The Index derives the price of prime residential (apartments or condominiums) and commercial (office) development land in 13 major cities across Asia
The Index showed the average price growth of prime residential sites in the Asia region slowed to 1.1 percent in H1 2015 – down from 3.0 percent in the previous six months. Meanwhile, the Index for prime office development land gained momentum, rising 3.6 percent, up from 2.6 percent.
The Cambodian city of Phnom Penh recorded the strongest increase in both residential and office land prices in H1 2015, while extra cooling measures introduced in Hong Kong targeting mass residential market appeared to have channeled demand to the luxury sector, it said.
Local governments in China have reduced land supply and maintained aggressive pricing, and H1 2015 saw land sales volumes in China plummet by 54.8 percent year-on-year. The dearth of new supply in China in H1 2015 led development land investment volumes in Asia to plunge by 51.3 percent year-on-year.
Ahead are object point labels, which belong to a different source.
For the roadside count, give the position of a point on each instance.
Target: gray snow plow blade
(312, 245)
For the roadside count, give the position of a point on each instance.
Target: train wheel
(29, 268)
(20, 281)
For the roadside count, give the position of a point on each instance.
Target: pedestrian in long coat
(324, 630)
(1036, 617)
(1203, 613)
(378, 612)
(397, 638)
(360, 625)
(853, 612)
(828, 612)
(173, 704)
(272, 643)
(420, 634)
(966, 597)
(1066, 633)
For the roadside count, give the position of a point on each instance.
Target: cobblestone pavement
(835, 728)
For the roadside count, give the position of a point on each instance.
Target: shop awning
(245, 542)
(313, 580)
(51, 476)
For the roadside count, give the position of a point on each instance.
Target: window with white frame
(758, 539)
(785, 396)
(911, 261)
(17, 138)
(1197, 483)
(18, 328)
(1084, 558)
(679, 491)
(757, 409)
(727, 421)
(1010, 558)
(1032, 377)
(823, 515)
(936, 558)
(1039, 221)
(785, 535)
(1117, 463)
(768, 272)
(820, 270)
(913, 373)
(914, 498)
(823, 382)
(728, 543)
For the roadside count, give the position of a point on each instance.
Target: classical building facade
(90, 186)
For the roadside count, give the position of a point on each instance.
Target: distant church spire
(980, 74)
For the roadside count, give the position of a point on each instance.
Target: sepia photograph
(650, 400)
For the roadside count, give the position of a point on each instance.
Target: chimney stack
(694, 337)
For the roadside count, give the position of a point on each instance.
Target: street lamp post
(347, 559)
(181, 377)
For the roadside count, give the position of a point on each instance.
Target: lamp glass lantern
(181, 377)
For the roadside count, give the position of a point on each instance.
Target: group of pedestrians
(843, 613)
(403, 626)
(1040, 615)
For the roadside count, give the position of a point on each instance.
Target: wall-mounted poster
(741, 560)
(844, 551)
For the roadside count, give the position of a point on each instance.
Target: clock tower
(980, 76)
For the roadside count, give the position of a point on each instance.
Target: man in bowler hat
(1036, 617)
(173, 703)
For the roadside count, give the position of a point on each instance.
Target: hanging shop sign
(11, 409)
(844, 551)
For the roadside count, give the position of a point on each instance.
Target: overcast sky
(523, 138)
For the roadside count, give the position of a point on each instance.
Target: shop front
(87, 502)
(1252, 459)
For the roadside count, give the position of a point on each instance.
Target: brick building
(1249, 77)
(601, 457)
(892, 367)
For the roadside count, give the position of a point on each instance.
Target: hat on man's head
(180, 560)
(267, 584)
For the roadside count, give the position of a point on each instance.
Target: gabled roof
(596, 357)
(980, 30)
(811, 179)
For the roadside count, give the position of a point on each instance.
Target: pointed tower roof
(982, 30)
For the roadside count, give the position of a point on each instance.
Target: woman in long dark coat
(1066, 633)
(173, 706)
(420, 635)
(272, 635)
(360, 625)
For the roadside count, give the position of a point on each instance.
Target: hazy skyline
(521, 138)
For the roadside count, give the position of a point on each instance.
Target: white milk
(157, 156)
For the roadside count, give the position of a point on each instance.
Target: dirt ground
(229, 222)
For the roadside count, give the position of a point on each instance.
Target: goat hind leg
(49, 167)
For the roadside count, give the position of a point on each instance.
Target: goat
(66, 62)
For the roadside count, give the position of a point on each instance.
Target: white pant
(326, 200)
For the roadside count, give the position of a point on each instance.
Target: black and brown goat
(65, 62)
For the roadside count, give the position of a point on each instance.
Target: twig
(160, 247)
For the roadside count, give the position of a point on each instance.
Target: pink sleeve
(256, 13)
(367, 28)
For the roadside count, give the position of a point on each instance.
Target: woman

However, Chinese insurance companies are now taking on more development risk.
In addition, the political deadlock, especially when it comes to the contentious reform on land acquisition act, has resulted in 64.1 percent less investment year-on-year in India.
While foreign purchase of land in the region as a whole also slowed, that in Southeast Asia saw a fourfold jump.
Nicholas Holt, Head of Research for Asia Pacific, said: “While our Index showed prime development land markets have lost some of their upward price momentum in the ASEAN region, overseas developers continue to be attracted to the region’s development markets.
“The first six months of the year saw Australia’s Lend Lease make two significant investments in Singapore and Malaysia, while Chinese developers remain active in the region, partly due to the more difficult conditions in mainland China.”